The Whitewashing Charge
I said above the the fortunes of The Birth of a Nation began to fall after its triumphant debut at Sundance. The rape charge may have garnered the most attention, but as regards the film itself the bigger issue concerned historical accuracy. Many critics have observed that Nate Parker avoids depicting the rebellion’s genocidal targeting of women and children.
To be sure, there is a hint of that carnage in the film. In one pivotal scene Nat is depicted ruminating on 1 Samuel 15:3 in which Saul is tasked with the indiscriminate slaughter of Amalekite men, women, and children. But that is perhaps the strongest hint of the unspeakable atrocities carried out by Nat and his fellow rebels against women and children. The carnage of the rebellion focuses instead on the fate of the direct oppressors.
This is really unfortunate. The film would have been far more interesting if it had shown the courage to depict the full range of atrocities committed by the rebels. I can’t help but wonder if Parker (who wrote the screenplay, directed the film, and starred as Nat Turner) grew too close to his subject matter.

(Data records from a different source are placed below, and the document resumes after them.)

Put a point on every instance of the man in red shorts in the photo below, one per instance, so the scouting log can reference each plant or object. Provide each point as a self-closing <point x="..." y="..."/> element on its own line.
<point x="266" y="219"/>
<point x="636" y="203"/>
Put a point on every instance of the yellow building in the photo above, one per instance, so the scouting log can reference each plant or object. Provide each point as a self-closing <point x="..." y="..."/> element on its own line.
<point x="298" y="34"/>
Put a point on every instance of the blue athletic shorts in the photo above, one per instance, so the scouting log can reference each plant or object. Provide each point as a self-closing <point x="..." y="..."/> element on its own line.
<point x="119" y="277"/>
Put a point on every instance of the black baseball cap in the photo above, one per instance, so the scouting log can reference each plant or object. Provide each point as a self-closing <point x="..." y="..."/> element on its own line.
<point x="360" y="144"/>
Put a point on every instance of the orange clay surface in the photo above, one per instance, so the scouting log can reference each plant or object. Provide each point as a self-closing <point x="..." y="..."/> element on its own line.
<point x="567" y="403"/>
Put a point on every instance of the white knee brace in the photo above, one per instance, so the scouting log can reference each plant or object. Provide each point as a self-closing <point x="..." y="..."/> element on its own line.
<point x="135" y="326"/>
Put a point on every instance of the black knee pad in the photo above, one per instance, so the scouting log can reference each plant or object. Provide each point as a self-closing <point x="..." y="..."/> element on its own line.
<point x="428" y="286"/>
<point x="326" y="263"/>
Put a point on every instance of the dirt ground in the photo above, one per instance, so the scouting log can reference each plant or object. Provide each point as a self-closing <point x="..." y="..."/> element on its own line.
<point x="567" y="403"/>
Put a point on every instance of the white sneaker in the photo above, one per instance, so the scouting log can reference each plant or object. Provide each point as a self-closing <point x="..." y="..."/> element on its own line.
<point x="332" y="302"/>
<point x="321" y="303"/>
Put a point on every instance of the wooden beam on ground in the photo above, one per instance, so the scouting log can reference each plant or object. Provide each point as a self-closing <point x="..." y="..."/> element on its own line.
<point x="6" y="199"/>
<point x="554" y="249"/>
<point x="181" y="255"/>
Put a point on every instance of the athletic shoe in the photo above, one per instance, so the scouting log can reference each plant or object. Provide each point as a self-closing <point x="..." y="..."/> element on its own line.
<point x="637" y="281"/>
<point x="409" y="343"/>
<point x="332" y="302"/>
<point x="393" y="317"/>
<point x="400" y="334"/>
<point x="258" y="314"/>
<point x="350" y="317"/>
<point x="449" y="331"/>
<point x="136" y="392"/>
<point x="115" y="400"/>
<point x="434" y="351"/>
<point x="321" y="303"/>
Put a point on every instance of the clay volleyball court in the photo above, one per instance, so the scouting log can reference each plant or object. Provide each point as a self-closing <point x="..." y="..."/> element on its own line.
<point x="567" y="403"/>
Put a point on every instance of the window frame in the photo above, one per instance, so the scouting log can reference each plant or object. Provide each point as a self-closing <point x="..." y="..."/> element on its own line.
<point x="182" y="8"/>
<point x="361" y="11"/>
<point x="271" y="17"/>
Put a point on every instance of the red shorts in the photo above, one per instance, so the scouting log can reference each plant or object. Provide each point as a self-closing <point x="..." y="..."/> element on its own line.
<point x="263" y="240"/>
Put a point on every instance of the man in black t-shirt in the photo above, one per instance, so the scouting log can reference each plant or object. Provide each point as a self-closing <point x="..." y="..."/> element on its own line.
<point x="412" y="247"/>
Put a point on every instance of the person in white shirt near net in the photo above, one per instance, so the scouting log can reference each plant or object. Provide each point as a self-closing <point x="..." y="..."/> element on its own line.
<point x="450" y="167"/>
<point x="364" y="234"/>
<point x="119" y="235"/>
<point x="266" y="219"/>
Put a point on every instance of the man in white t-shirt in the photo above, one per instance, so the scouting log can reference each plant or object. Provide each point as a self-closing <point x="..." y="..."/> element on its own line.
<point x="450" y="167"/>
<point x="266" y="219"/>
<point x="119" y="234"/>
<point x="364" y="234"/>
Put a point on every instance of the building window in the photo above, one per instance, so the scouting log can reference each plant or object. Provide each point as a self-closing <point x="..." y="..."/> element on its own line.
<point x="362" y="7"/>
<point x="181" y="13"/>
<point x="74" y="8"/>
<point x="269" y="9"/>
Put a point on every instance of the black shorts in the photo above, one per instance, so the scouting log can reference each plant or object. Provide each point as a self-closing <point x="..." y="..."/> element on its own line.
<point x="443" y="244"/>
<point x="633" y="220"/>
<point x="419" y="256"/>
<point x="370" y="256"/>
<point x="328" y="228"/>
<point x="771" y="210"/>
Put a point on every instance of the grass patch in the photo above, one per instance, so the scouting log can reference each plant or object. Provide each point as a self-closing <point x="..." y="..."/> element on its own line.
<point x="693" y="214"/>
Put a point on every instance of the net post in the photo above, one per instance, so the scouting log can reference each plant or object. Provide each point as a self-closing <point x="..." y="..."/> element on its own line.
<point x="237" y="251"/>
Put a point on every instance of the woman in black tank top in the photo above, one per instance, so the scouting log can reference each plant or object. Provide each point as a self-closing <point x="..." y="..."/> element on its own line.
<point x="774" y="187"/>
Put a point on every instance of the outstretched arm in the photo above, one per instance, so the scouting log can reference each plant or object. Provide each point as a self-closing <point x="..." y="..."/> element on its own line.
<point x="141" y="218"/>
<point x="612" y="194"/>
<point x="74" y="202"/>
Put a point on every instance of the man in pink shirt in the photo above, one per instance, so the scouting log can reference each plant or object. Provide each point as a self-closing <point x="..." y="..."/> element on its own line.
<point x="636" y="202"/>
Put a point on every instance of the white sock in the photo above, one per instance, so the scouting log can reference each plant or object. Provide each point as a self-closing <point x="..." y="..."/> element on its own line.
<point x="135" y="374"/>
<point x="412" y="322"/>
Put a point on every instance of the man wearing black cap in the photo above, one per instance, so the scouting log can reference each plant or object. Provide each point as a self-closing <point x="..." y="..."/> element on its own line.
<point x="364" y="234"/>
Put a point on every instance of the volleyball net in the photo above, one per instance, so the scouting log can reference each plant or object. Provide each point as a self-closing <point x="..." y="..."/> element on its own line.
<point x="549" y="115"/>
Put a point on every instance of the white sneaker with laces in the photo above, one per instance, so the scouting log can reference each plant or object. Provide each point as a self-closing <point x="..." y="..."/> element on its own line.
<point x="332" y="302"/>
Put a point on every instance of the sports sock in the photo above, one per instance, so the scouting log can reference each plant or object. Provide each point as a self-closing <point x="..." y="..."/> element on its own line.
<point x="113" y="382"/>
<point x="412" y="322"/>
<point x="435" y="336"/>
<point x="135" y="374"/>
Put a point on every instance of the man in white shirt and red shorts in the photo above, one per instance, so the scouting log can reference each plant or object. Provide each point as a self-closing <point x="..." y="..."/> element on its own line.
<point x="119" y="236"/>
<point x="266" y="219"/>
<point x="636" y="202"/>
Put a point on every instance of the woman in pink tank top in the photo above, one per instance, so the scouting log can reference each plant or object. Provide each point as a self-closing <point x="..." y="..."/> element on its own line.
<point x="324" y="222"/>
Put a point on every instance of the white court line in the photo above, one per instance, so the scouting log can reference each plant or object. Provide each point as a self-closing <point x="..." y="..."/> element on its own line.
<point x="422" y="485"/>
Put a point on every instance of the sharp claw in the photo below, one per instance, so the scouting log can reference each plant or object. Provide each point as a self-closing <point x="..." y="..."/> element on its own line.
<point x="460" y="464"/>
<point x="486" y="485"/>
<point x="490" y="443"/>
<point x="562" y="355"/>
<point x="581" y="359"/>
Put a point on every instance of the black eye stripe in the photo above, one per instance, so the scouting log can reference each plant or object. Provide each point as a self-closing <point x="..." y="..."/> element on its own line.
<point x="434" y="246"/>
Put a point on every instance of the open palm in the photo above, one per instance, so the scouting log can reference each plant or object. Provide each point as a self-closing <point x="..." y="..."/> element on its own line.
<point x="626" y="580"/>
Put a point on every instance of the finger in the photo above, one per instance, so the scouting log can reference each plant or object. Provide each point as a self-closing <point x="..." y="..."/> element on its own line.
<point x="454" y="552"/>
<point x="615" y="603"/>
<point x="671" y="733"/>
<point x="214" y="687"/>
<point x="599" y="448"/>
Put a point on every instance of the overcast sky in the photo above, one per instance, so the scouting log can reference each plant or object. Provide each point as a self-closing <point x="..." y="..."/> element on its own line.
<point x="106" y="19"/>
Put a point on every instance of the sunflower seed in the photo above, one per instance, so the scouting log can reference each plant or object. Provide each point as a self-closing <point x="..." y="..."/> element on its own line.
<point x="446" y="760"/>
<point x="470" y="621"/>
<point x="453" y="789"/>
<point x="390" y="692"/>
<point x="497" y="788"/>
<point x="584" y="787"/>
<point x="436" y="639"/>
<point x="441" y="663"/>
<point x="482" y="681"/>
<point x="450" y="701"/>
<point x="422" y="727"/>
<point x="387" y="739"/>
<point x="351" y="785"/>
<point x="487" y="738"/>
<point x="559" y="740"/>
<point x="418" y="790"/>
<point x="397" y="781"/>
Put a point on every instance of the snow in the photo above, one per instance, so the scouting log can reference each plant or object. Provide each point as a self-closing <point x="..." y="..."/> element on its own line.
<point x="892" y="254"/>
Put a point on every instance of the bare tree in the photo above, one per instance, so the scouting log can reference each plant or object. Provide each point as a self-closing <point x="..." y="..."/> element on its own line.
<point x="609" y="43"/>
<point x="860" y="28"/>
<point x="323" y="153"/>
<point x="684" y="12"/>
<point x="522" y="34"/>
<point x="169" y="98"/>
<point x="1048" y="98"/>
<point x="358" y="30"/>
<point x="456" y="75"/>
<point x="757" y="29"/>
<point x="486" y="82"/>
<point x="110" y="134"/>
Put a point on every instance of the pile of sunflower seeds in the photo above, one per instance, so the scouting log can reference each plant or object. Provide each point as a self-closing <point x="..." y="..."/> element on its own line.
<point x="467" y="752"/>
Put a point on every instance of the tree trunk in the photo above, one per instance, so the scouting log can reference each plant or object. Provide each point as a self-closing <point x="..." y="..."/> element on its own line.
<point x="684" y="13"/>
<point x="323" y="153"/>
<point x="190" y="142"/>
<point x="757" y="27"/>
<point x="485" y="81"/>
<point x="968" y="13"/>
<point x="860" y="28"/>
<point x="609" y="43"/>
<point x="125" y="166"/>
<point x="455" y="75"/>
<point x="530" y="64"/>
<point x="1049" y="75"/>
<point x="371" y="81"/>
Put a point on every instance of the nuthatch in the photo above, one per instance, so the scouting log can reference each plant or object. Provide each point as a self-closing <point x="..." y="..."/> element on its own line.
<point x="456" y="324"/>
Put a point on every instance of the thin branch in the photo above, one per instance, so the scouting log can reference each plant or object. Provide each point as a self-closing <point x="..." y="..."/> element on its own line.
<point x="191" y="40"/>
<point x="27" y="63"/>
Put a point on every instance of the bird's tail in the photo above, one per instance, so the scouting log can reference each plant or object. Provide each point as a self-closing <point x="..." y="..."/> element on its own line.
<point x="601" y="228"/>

There is another aspect to the history that the film skirts and that is the notion that Turner’s rebellion was born primarily of religious visions. The Nat Turner depicted in the film seems to me more like a Marxist revolutionary who seeks to unmask the cynical and exploitative use of Scripture to prop up a system that oppresses an underclass. But history suggests that Turner’s rebellion was borne more by mystical revelations of the divine will. And that is an uncomfortable fact for those seeking to plumb this story for contemporary socio-political commentary. (For that task I would instead recommend the excellent documentary 13th.) The story of Nat Turner and his ill-fated rebelion is complicated and deserves to be told on its own terms rather than appropriated by various special interests.
If these are flaws in the film–and they surely are–I would nonetheless hasten to add that they are not fatal. This is a powerful and thought-provoking cinematic retelling of an under-reported event in American history.